From left to right: Celtic eloquence, 1994, Home territory, 1990, Loves termes, 1994
"I thought I would love to paint, I thought it would be very liberating for me, I had got a lot of visual ideas" - Sir Paul McCartney
Paul McCartney was inspired to pick up the paintbrush by the old adage 'life begins at forty'. By his 60th birthday in June 2002, he will have been painting regularly for twenty years - but his relationship with art goes back to his childhood in Liverpool.
At school, Paul remembers being fascinated by the contents of the stationery cupboard - plain, blank paper and boxes of pencils that filled his head with dreams.

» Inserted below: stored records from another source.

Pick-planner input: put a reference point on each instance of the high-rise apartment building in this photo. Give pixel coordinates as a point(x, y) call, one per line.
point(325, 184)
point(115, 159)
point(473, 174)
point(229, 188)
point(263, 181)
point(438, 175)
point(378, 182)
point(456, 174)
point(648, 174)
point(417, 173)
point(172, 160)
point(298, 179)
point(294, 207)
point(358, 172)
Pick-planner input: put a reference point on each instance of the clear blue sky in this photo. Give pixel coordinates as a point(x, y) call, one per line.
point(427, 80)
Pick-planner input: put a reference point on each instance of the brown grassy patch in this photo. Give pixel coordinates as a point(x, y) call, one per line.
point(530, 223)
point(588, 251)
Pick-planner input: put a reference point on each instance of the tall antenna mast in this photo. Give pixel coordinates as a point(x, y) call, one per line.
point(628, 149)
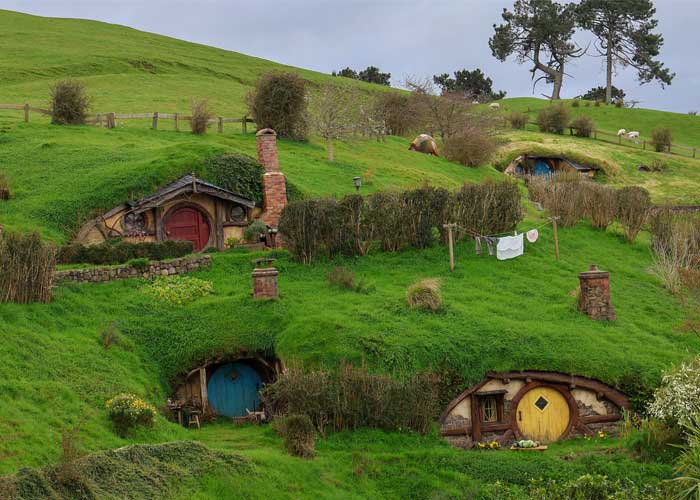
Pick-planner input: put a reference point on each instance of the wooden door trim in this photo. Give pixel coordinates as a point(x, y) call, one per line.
point(562, 389)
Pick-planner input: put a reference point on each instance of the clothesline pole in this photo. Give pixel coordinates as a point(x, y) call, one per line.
point(450, 242)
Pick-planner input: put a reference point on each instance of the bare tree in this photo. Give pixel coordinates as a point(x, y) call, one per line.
point(333, 114)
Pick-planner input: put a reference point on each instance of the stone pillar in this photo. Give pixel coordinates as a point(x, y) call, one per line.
point(594, 299)
point(265, 281)
point(274, 183)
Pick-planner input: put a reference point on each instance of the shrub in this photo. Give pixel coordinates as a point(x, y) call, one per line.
point(201, 114)
point(472, 147)
point(178, 289)
point(299, 435)
point(678, 397)
point(583, 126)
point(632, 205)
point(398, 111)
point(518, 120)
point(553, 119)
point(661, 139)
point(26, 268)
point(236, 172)
point(425, 295)
point(122, 251)
point(69, 103)
point(127, 411)
point(254, 231)
point(350, 398)
point(600, 204)
point(279, 102)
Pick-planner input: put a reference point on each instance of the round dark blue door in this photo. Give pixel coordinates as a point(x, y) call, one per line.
point(234, 388)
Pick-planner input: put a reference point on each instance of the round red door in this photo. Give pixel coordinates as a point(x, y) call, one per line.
point(189, 224)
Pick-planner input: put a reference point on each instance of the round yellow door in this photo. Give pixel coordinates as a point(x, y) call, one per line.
point(543, 414)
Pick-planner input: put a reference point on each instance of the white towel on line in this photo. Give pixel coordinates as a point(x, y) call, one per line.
point(510, 247)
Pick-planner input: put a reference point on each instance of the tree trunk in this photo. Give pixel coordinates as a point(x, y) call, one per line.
point(329, 147)
point(608, 88)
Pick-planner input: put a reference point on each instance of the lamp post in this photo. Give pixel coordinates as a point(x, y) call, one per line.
point(357, 181)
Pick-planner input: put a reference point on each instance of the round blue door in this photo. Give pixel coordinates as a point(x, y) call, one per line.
point(234, 388)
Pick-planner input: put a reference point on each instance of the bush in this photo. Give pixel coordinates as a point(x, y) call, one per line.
point(425, 295)
point(472, 147)
point(236, 172)
point(553, 119)
point(299, 435)
point(178, 289)
point(600, 204)
point(661, 139)
point(583, 126)
point(122, 251)
point(350, 398)
point(127, 411)
point(26, 268)
point(254, 231)
point(201, 114)
point(279, 102)
point(632, 205)
point(69, 103)
point(518, 120)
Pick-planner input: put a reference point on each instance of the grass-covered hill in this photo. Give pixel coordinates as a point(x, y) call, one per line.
point(520, 314)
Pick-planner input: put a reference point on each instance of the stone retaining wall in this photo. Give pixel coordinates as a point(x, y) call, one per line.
point(155, 268)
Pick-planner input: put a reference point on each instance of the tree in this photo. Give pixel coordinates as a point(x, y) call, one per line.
point(333, 114)
point(474, 85)
point(373, 75)
point(624, 36)
point(598, 94)
point(539, 31)
point(347, 73)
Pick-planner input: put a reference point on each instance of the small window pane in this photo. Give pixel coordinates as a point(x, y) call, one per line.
point(490, 409)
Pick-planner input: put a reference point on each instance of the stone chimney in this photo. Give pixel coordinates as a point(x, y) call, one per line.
point(594, 299)
point(274, 185)
point(265, 280)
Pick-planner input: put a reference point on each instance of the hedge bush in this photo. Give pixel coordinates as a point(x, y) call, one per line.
point(279, 102)
point(236, 172)
point(350, 398)
point(26, 268)
point(122, 251)
point(127, 411)
point(394, 220)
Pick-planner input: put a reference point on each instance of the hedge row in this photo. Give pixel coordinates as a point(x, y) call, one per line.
point(394, 220)
point(122, 251)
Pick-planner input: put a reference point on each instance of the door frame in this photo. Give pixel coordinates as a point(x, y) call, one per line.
point(196, 206)
point(562, 389)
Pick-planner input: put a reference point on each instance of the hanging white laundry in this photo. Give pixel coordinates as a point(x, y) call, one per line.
point(510, 247)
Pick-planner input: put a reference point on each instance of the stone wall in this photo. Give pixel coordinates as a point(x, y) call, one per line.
point(155, 268)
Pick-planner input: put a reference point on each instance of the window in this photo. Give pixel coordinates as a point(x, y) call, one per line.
point(489, 408)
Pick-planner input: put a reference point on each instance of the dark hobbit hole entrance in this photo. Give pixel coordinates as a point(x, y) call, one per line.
point(190, 224)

The idea of an empty background as a starting point - be it a white wall or clean canvas - is still a source of inspiration for Paul. He talks about the excitement and challenge of 'killing the canvas' or making the initial mark on the surface. It is interesting to note that the minimalist cover for 'The Beatles' (white album) was conceived by Paul with artist Richard Hamilton.
When he was eleven he used a school prize to buy his first modern art book, including works by Dali and Picasso. Then at fourteen he won an art prize for a drawing of St Aidan's Church on the Speke housing estate where he lived. The church reappears in Paul's 1990 painting, 'Home territory' along with his childhood homes in Western Avenue and Forthlin Road.